Grasshopper data
Our de novo assembly of the P. pedestris mitochondrial genome was 16,008 bp in length. It contained 37 genes: two rRNAs, 13 protein-coding genes, and 22 tRNAs. The highly AT-rich D-loop region contained a direct repeat of 383pb. 14,664bp of the assembly were made up of genes, corresponding to 91.6% of its length. There are 11,176 sites in coding regions, 1416 of which are 4fold degenerate. Overall, the P. pedestris mitochondrial genome is similar in size and structure to those of other animals (Boore, 1999).
The overall data sequenced for each individual corresponded to coverages of 0.056x to 0.34x (median 0.069x). The mapping rates to the mitochondrial reference varied considerably between samples, ranging from 0.08% to 2.6%, reflecting varying ratios of nuclear DNA to (true) mitochondrial DNA among samples. A PCA revealed that the samples clustered in two groups (mitotypes) as we expected from the known chromosomal polymorphism in the species. After excluding individuals with low mapping depth, where genotype calls might have been confounded with NUMT variants, we identified 111 sites that showed mitochondrial variants with fixed allelic differences between two groups, corresponding to a divergence of 0.69% (Figure 3). Using Brower’s (1994) rate of 2.3% pairwise divergence per million years resulted in a crude estimate of 300,000 years for the divergence between the two populations.

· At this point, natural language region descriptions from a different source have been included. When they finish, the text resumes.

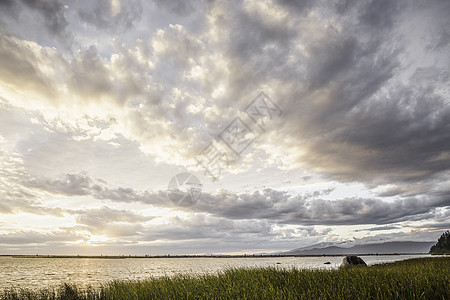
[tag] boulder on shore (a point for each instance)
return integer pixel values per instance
(352, 261)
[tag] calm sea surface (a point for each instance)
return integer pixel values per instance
(40, 272)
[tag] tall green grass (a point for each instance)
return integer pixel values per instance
(421, 278)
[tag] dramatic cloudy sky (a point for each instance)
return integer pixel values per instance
(103, 102)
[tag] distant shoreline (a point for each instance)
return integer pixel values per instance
(198, 256)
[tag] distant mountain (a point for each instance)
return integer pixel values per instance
(382, 248)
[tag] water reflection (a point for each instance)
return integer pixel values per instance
(40, 272)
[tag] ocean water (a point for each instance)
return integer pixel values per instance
(48, 272)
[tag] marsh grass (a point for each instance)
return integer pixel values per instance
(421, 278)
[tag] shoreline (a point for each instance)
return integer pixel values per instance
(197, 256)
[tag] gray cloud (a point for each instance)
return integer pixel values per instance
(277, 206)
(102, 15)
(53, 15)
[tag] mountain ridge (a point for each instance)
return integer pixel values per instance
(400, 247)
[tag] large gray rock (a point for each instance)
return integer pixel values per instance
(352, 261)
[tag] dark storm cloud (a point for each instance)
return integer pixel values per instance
(306, 210)
(181, 8)
(101, 15)
(18, 65)
(52, 12)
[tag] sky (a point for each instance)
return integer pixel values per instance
(199, 127)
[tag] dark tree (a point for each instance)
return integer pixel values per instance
(443, 244)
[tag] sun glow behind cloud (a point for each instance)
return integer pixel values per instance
(102, 103)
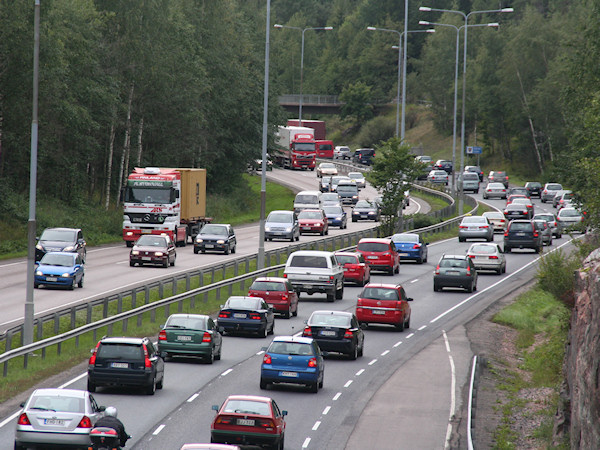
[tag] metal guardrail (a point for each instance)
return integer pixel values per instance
(345, 241)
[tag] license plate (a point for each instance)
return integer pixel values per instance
(119, 365)
(246, 422)
(289, 374)
(54, 422)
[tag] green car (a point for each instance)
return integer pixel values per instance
(190, 335)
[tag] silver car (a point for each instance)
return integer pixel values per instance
(475, 227)
(487, 257)
(57, 417)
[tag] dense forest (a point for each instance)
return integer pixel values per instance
(180, 83)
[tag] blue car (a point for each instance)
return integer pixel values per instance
(336, 216)
(59, 269)
(293, 360)
(246, 314)
(410, 246)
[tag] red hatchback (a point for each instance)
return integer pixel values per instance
(249, 419)
(380, 254)
(385, 304)
(313, 221)
(356, 269)
(278, 293)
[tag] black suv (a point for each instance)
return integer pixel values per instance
(364, 156)
(522, 234)
(126, 361)
(61, 240)
(215, 237)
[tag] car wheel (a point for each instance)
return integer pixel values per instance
(151, 388)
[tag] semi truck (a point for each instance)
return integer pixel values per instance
(296, 148)
(164, 201)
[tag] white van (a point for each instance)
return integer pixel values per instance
(307, 200)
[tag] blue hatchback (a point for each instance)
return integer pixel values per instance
(59, 269)
(410, 246)
(293, 360)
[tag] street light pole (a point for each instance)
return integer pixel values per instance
(462, 125)
(401, 60)
(301, 61)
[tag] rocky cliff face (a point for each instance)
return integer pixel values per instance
(581, 391)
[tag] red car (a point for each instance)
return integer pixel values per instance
(385, 304)
(356, 269)
(380, 254)
(278, 293)
(313, 221)
(249, 420)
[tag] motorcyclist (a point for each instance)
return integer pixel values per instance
(110, 421)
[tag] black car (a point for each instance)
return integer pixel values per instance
(336, 331)
(215, 237)
(534, 188)
(364, 156)
(522, 234)
(128, 362)
(246, 314)
(61, 240)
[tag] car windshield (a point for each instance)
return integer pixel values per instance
(347, 259)
(152, 241)
(374, 293)
(291, 348)
(318, 262)
(279, 218)
(52, 259)
(189, 322)
(247, 407)
(310, 215)
(329, 320)
(268, 286)
(406, 237)
(57, 403)
(130, 352)
(58, 235)
(214, 229)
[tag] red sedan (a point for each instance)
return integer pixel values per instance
(278, 293)
(385, 304)
(356, 269)
(249, 420)
(313, 221)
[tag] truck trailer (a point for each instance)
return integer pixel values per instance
(164, 201)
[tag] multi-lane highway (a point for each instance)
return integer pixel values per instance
(181, 412)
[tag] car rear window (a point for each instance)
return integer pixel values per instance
(318, 262)
(129, 352)
(291, 348)
(373, 247)
(268, 286)
(374, 293)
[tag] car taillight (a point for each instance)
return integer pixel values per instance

Our estimates for the nuclear proportion of NUMTs were 0.056% (95% CI: 0.048%-0.065%) (intercept estimate) and 0.077% (mapping depth estimate). Because there were 111 SNPs with fixed differences between the northern and southern, we could additionally obtain a diverged sites estimates. Fig. 4 shows the allele frequency scores for 111 loci resulting in an overall estimate of 0.055% (SE 0.0012%).